By Geoffrey Smith
Investing.com -- As European stock markets took fright Friday at the sight of U.S. and Asian markets selling off, there was at least one sector still enjoying a strong end to a strong week.
Oil and gas stocks, which surged on Thursday after the Organization of Petroleum Exporting Countries surprisingly kept a tight cap on its output quotas for April, were still enjoying their moment in the sun, many hitting their highest levels in over a year as analysts revised up their crude price targets for 2021. Citigroup (NYSE:C) analysts now expect Brent crude prices to hit $70 a barrel by the end of the month, while Goldman Sachs (NYSE:GS) analysts expect it to hit $80 by the third quarter.
The Stoxx Oil and Gas index rose 0.5% to its highest level since February 2020, when the start of the pandemic knocked the bottom out of the oil market as travel demand collapsed.

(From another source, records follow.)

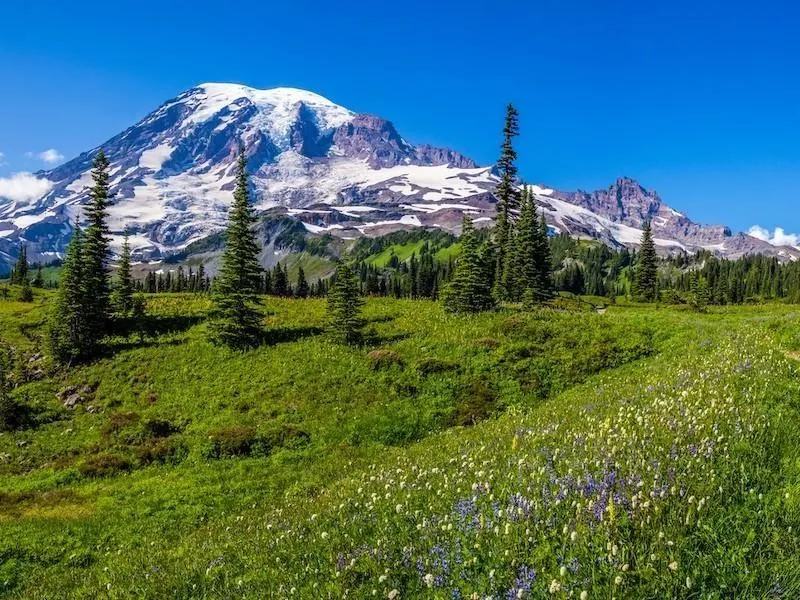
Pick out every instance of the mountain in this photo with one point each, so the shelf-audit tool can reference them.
(335, 170)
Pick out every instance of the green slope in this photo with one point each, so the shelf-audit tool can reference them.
(436, 471)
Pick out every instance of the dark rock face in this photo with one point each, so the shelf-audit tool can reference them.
(373, 139)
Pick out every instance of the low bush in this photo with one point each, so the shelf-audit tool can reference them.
(384, 359)
(160, 450)
(103, 465)
(431, 366)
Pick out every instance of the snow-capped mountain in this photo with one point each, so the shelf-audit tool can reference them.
(335, 170)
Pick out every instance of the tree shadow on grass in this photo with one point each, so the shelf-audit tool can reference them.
(129, 332)
(380, 319)
(282, 335)
(373, 338)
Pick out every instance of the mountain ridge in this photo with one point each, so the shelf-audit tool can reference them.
(337, 171)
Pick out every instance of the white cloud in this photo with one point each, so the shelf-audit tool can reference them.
(779, 237)
(24, 187)
(51, 156)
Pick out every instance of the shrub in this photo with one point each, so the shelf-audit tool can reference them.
(158, 428)
(119, 421)
(384, 359)
(230, 441)
(286, 435)
(103, 465)
(160, 450)
(430, 366)
(13, 413)
(478, 402)
(490, 343)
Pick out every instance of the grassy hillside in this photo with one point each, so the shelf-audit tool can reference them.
(639, 453)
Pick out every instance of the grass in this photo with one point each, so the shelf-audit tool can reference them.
(402, 251)
(503, 453)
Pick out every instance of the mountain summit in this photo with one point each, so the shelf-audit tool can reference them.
(337, 171)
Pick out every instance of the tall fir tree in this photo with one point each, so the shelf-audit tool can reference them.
(235, 317)
(469, 289)
(95, 255)
(20, 272)
(646, 273)
(508, 199)
(544, 267)
(123, 286)
(68, 326)
(280, 281)
(523, 259)
(344, 305)
(38, 279)
(11, 411)
(302, 284)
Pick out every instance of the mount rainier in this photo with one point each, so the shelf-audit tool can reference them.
(334, 170)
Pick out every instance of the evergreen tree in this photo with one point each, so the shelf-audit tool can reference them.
(235, 319)
(26, 293)
(38, 279)
(646, 267)
(280, 281)
(469, 289)
(544, 268)
(507, 199)
(20, 272)
(525, 257)
(302, 284)
(344, 305)
(68, 325)
(12, 412)
(94, 255)
(123, 288)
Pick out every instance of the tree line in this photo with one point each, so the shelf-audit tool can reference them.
(511, 262)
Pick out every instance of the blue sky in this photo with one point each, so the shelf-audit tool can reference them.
(698, 100)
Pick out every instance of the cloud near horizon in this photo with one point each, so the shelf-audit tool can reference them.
(23, 187)
(778, 237)
(51, 156)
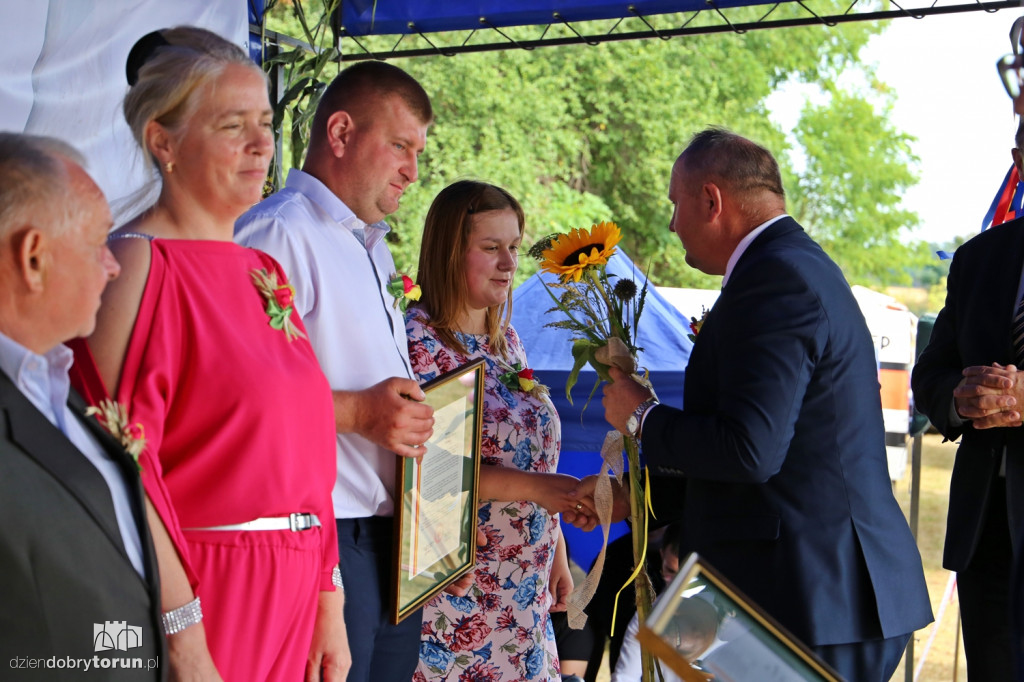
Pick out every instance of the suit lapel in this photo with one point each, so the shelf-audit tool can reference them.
(129, 469)
(51, 449)
(1005, 296)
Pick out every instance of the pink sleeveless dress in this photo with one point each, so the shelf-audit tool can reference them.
(239, 424)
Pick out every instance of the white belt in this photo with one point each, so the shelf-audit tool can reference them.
(294, 522)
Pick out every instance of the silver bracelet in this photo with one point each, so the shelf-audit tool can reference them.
(178, 619)
(336, 578)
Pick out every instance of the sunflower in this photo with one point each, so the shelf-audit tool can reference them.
(570, 254)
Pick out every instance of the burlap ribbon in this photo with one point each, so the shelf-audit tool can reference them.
(615, 353)
(611, 458)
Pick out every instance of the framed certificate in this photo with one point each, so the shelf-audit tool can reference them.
(435, 515)
(705, 629)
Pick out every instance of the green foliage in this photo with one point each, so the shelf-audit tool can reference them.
(582, 134)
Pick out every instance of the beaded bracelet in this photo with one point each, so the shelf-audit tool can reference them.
(178, 619)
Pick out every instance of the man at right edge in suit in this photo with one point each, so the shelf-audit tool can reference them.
(778, 456)
(78, 576)
(967, 381)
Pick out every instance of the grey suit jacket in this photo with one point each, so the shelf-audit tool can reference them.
(71, 597)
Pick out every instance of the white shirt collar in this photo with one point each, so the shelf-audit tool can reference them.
(318, 193)
(43, 379)
(745, 242)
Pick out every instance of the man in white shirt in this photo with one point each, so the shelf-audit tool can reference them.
(77, 565)
(327, 229)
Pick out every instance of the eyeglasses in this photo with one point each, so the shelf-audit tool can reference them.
(1011, 68)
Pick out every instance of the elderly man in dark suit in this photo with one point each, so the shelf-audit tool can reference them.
(780, 448)
(77, 569)
(968, 383)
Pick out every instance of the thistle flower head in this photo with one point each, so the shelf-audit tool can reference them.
(625, 290)
(537, 251)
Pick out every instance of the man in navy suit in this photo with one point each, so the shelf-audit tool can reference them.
(780, 446)
(968, 383)
(78, 573)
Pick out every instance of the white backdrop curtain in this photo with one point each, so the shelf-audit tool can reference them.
(65, 72)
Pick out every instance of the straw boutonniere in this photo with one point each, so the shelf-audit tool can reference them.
(695, 324)
(279, 302)
(114, 417)
(520, 378)
(403, 289)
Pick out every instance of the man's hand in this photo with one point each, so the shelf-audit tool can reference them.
(585, 494)
(389, 414)
(989, 396)
(622, 396)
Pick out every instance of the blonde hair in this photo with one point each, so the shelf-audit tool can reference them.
(172, 74)
(442, 254)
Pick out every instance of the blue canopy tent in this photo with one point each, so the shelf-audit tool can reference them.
(580, 22)
(666, 351)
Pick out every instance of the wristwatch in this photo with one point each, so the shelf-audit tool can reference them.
(635, 421)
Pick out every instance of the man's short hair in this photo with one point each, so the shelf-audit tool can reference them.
(34, 181)
(358, 87)
(739, 164)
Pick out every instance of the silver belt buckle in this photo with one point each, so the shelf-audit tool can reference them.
(297, 521)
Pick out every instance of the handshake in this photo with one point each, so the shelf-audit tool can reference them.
(578, 506)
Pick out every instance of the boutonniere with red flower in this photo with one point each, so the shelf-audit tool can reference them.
(403, 289)
(519, 378)
(695, 324)
(114, 417)
(280, 301)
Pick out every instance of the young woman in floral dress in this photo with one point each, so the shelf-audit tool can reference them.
(502, 629)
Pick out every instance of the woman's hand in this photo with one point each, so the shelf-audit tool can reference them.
(561, 579)
(329, 655)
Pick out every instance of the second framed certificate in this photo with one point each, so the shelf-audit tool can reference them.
(435, 515)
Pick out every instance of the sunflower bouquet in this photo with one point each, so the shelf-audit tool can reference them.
(602, 311)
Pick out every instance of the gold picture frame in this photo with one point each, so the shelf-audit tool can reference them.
(435, 509)
(706, 629)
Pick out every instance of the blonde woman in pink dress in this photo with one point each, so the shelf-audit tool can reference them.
(200, 346)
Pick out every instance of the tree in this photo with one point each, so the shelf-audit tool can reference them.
(581, 134)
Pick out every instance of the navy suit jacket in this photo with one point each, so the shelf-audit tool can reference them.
(780, 446)
(62, 563)
(974, 329)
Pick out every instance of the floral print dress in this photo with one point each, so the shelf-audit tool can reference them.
(501, 630)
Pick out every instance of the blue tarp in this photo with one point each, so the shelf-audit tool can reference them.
(667, 350)
(361, 17)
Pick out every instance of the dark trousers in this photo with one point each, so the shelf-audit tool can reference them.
(873, 661)
(983, 590)
(381, 651)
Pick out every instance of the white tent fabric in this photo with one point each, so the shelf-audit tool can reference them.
(65, 72)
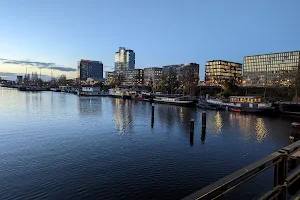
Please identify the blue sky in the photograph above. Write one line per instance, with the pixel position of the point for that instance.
(161, 32)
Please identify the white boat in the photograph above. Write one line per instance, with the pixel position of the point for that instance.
(121, 93)
(250, 104)
(174, 101)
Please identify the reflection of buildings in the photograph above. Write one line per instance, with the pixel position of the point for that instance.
(122, 114)
(89, 106)
(170, 115)
(249, 124)
(218, 122)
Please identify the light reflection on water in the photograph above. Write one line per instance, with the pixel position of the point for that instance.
(64, 145)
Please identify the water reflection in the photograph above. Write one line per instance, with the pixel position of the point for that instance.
(172, 115)
(218, 123)
(249, 125)
(89, 106)
(261, 130)
(122, 115)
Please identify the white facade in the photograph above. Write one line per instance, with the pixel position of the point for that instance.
(90, 89)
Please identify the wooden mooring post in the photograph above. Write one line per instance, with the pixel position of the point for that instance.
(192, 127)
(295, 132)
(203, 120)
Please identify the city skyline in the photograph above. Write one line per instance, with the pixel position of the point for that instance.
(206, 31)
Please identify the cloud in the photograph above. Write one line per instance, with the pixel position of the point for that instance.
(43, 65)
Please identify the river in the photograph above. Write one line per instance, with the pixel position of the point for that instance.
(61, 146)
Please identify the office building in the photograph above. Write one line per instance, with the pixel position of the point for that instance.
(139, 76)
(19, 79)
(109, 76)
(124, 59)
(152, 75)
(90, 69)
(131, 77)
(271, 69)
(218, 71)
(184, 72)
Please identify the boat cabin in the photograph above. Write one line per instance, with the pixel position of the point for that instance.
(245, 99)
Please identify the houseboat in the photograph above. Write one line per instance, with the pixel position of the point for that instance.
(211, 104)
(249, 104)
(121, 93)
(91, 91)
(55, 90)
(67, 89)
(180, 101)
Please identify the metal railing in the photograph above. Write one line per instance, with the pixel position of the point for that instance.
(282, 179)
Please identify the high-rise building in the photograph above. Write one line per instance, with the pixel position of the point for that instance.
(19, 79)
(124, 59)
(217, 71)
(152, 75)
(109, 76)
(90, 69)
(270, 69)
(183, 71)
(139, 76)
(131, 76)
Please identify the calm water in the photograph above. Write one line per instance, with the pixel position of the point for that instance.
(60, 146)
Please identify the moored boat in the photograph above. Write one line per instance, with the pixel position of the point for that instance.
(174, 101)
(249, 104)
(121, 93)
(211, 104)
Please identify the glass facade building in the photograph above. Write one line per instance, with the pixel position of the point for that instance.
(109, 76)
(152, 75)
(131, 77)
(271, 69)
(90, 69)
(217, 71)
(124, 59)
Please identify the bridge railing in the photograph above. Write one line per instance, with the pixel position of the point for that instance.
(282, 180)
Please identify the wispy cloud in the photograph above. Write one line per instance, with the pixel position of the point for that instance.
(43, 65)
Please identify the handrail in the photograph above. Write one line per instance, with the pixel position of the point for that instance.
(228, 183)
(231, 181)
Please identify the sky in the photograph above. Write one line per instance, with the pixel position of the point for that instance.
(56, 34)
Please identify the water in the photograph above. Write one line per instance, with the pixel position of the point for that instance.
(60, 146)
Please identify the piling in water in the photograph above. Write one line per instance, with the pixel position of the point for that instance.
(203, 134)
(152, 116)
(192, 126)
(295, 132)
(203, 119)
(191, 138)
(152, 110)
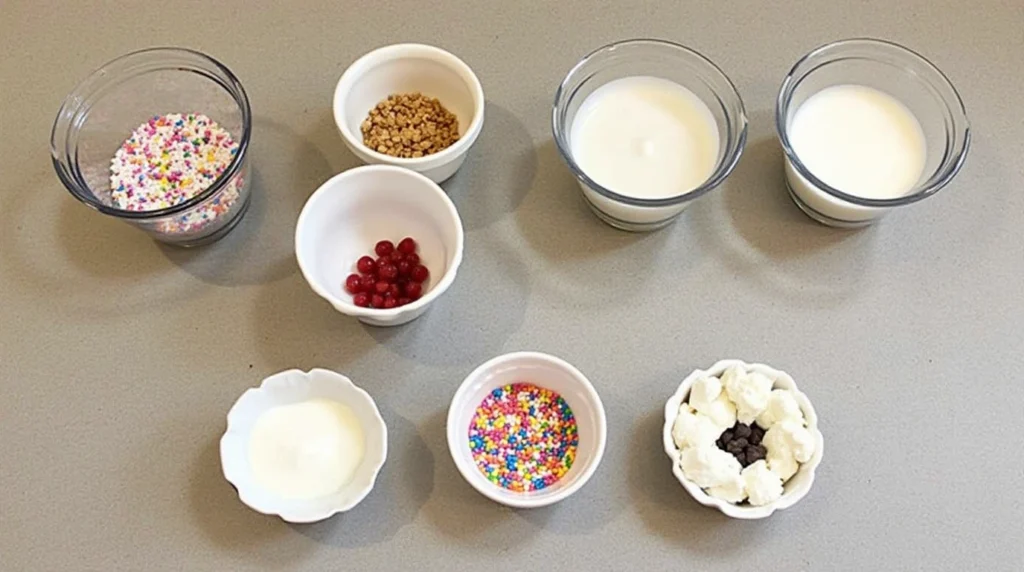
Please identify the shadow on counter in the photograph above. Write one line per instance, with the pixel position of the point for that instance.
(498, 171)
(759, 232)
(573, 248)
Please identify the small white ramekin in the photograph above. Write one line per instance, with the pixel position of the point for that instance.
(794, 489)
(349, 213)
(546, 371)
(295, 386)
(409, 69)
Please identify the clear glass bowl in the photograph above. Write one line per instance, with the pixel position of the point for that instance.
(898, 72)
(660, 59)
(97, 117)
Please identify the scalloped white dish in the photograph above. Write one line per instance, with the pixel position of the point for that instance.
(794, 489)
(290, 387)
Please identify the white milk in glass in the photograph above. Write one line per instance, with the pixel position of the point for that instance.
(859, 140)
(644, 137)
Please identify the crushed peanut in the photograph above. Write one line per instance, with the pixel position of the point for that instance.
(410, 126)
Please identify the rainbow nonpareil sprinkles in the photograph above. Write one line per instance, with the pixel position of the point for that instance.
(169, 160)
(523, 437)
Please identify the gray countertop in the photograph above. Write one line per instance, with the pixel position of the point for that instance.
(119, 358)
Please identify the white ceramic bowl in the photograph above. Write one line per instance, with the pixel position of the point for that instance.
(294, 386)
(546, 371)
(348, 214)
(794, 489)
(408, 69)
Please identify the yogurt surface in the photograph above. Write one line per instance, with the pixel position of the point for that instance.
(307, 449)
(859, 140)
(645, 137)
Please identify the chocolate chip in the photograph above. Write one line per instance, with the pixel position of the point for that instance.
(755, 453)
(757, 434)
(743, 441)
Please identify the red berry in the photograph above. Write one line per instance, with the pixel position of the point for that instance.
(407, 246)
(353, 283)
(367, 265)
(404, 268)
(419, 273)
(414, 291)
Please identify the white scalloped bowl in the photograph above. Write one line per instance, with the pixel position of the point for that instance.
(295, 386)
(794, 489)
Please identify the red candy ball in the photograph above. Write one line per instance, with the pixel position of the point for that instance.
(367, 265)
(404, 268)
(407, 246)
(391, 279)
(353, 283)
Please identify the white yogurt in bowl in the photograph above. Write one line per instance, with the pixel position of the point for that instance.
(867, 126)
(647, 127)
(645, 137)
(303, 445)
(306, 449)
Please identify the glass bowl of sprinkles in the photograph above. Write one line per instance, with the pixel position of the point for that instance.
(526, 430)
(158, 138)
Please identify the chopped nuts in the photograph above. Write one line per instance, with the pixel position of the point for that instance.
(410, 126)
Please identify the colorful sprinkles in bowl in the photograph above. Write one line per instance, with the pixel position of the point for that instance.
(169, 160)
(523, 438)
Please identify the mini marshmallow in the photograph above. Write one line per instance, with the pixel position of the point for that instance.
(709, 466)
(750, 392)
(781, 406)
(763, 486)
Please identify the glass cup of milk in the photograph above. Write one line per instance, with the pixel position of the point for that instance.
(867, 126)
(647, 126)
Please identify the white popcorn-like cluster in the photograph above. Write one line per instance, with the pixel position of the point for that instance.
(715, 405)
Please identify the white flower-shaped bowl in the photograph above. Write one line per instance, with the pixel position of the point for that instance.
(794, 489)
(295, 386)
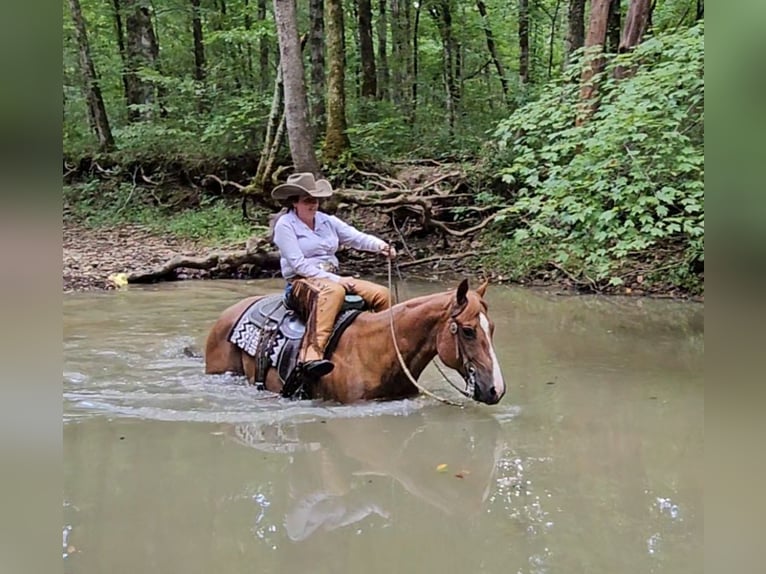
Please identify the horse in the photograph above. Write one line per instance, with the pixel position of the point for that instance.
(371, 365)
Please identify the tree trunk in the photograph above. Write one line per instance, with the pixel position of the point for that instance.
(366, 50)
(263, 49)
(96, 109)
(316, 55)
(524, 41)
(635, 26)
(299, 131)
(199, 54)
(613, 28)
(142, 50)
(383, 78)
(415, 63)
(270, 141)
(491, 47)
(120, 33)
(336, 139)
(594, 47)
(442, 14)
(400, 64)
(199, 45)
(576, 28)
(554, 22)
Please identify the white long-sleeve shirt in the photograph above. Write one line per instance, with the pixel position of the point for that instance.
(302, 249)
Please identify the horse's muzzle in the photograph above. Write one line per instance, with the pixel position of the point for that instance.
(484, 390)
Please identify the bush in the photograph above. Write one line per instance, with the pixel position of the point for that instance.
(628, 180)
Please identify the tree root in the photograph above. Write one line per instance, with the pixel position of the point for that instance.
(223, 261)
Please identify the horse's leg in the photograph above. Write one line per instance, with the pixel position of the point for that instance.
(273, 382)
(220, 355)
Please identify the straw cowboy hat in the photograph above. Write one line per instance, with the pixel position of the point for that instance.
(302, 184)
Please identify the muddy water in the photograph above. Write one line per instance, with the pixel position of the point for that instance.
(591, 463)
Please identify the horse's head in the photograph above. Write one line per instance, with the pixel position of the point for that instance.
(464, 343)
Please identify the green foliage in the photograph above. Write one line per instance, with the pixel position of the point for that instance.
(214, 221)
(627, 180)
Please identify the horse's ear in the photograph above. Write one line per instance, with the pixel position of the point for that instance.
(462, 289)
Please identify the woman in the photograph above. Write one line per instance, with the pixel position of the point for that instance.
(308, 240)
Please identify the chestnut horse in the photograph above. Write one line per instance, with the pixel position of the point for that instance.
(453, 325)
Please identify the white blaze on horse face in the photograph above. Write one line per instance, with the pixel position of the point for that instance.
(497, 376)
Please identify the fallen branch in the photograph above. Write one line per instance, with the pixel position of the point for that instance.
(264, 260)
(223, 183)
(463, 232)
(440, 258)
(435, 181)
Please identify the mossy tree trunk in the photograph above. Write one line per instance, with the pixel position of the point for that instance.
(336, 139)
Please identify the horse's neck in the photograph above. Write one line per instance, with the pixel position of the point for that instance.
(414, 326)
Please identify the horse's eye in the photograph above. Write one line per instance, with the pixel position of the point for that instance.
(468, 332)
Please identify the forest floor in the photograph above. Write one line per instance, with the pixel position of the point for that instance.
(94, 256)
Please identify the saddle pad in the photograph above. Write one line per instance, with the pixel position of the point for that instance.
(246, 334)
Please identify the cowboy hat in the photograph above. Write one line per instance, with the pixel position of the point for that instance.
(302, 184)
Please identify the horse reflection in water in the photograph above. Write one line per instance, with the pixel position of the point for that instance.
(453, 325)
(341, 470)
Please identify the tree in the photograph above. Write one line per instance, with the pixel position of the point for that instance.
(299, 132)
(96, 110)
(366, 50)
(382, 29)
(143, 52)
(491, 47)
(524, 41)
(121, 47)
(336, 139)
(263, 49)
(401, 55)
(316, 55)
(199, 50)
(441, 12)
(594, 48)
(613, 28)
(576, 29)
(635, 26)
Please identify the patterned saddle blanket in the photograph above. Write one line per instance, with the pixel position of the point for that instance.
(271, 332)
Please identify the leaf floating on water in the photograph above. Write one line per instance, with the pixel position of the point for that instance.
(119, 279)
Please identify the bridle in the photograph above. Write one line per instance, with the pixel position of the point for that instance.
(454, 328)
(469, 369)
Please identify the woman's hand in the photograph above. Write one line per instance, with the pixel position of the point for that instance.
(388, 251)
(348, 283)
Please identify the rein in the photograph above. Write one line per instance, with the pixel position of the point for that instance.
(399, 354)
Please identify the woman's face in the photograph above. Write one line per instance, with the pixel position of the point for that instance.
(306, 207)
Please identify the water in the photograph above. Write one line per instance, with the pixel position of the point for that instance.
(591, 463)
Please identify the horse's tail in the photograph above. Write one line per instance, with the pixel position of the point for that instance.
(191, 352)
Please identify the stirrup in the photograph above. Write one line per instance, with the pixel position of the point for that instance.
(303, 373)
(317, 369)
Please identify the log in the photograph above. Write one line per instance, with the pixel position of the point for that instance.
(216, 260)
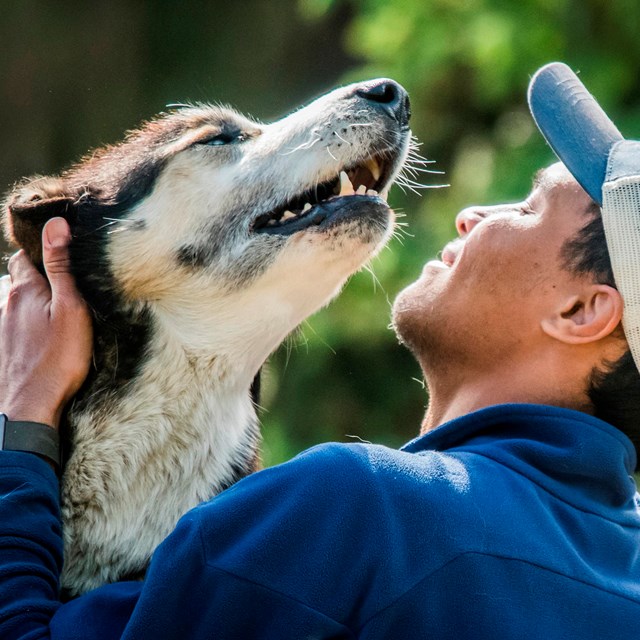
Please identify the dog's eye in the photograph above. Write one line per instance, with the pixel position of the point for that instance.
(222, 139)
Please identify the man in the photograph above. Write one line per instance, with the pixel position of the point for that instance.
(514, 515)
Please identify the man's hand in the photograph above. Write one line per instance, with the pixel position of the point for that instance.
(45, 334)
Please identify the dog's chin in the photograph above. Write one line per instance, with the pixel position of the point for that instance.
(368, 213)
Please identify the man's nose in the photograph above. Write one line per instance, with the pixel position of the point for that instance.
(468, 218)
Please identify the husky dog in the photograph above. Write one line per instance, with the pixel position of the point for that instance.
(199, 243)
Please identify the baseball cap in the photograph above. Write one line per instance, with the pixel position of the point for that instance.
(606, 165)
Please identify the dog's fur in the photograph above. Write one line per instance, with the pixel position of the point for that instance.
(191, 288)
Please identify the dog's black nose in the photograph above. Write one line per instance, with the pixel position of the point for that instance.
(389, 96)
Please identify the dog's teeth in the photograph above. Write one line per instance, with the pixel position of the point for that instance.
(346, 188)
(374, 167)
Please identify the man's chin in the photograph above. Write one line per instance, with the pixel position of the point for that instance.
(408, 318)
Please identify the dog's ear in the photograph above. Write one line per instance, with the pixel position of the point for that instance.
(28, 208)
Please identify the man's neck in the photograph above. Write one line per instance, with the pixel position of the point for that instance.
(450, 401)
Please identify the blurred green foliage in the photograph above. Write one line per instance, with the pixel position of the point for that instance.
(76, 75)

Gains throughout the sector broadened as markets recovered from the overnight shock of bond market volatility that followed another relaxed take on the inflation outlook from Federal Reserve Chairman Jerome Powell. Even at the end of a week that has seen most names rally by between 5% and 10%, there appeared to be little pressure to consolidate. Royal Dutch Shell (NYSE:RDSa) stock rose 1.6%, and is now trading above where it was when it announced its fateful dividend 'reset' last spring, while BP (NYSE:BP) stock rose 2.0% and Equinor (NYSE:EQNR) stock rose 2.9%, the last of the three hitting its highest in 13 months along with Italy's Eni (NYSE:E).
There were even bigger 'mean reversion' trades in smaller producers and, conspicuously, in oilfield services stocks, as investors priced out the risk of any further cut to capital spending against a more favorable pricing environment. U.K. independent Tullow Oil (LON:TLW) rose another 8%, bringing its gains for the year-to-date to 68%. But long-neglected names such as Petrofac (LON:PFC), Saipem (OTC:SAPMY), Hunting (OTC:HNTIY) and Tenaris (NYSE:TS) made solid gains too.
The case for the upstream producers is relatively straightforward, especially since Shell and others have signaled that they don't intend to increase production from here on, but rather just to pocket the higher cash flow and use it to reduce debt and keep shareholders happy. Rising bond yields aren't great for majors who have borrowed to get themselves through the last year, but the forces driving yields higher are also ensuring the majors can service that debt more easily.
The case for the services companies, however, is a little more nuanced. The 'OPEC+' decision on Thursday was effectively a bet on the fact that non-OPEC supply - particularly U.S. shale - won't come back in a hurry even if the cartel does squeeze supply for longer. In other words, a bet that any pick-up in business for oilfield services will be at best modest. That's important for the likes of Austria's Schoeller-Bleckmann (VIE:SBOE), which does most of its business in the U.S.
The OPEC+ decision is also an admission, implicitly, that the bloc doesn't yet believe fully in the demand recovery story, for good reason: international air travel is still on its knees, and from India to Italy and Texas, Covid-19 cases have stopped falling as governments have bowed to pressure to reopen.
However, that's unlikely to bother anyone in the industry in the short term. The clouds have lifted, and it's time to enjoy the sunshine.